The symptoms start as early as the first tee.  He's take a mighty swipe at the ball, hit it sideways, then re-tee a "Breakfast Ball"  Okay, but won't take a penalty. 
Likewise, somewhere along the round, he'd say he's taking a "Mulligan", again, with no penalty.
Let's say his drive ends up in a dastardly divot. Play it as it lies? Nope, he'll move the ball out because the shot was too good to be in such a precarious position. No penalty. 

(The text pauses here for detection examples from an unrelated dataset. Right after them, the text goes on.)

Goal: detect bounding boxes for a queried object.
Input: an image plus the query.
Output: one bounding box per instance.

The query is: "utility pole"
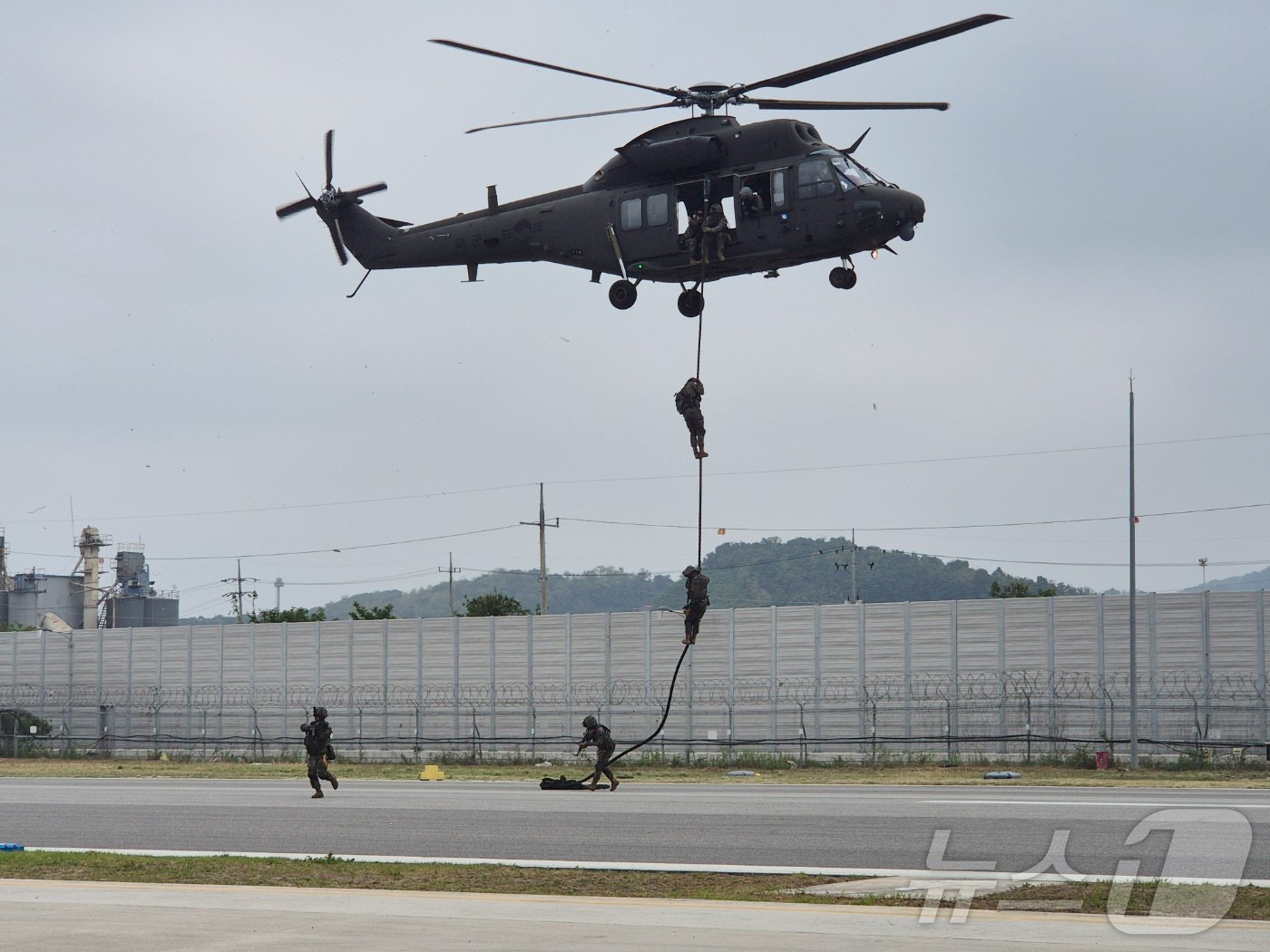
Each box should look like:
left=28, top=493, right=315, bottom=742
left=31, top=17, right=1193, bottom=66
left=437, top=552, right=463, bottom=618
left=833, top=529, right=860, bottom=606
left=521, top=482, right=560, bottom=615
left=221, top=559, right=259, bottom=625
left=1129, top=371, right=1138, bottom=771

Around greens he is a good chipper and putter. But nobody is that good. By that I mean, he;ll roll the ball toward the cup and immediately ask, "That's good, right". Now he'd probably make 9-of-10 four footers but that one he'd miss would be another stroke.
Similarly, he'll take a gimme when he misses by six feet if his opponent give him a free pass because he's out of the hole.  That's okay for match but not for handicap.
In some leagues gimmes are allowed at the discretion of partners, and surely are allowed in match play situations, but if from a distance one has to record the number that most likely would have been made. So if you have a 15-foot downhill sidehill putt, and it's given for the match, that's fine. But more likely for the scorecard it would be a two-putt. Add a stroke. 
Bottom like is that this player is mostly likely cheating himself out of a couple handicap strokes.  Don't tell him, because I like beating him the way things are. 
Oh, and it doesn't effect handicap, but the guy who hits two balls out of bounds before duffing a chip and says, I had a 7, that's the most I can take.  Well, okay. But you are kidding yourself.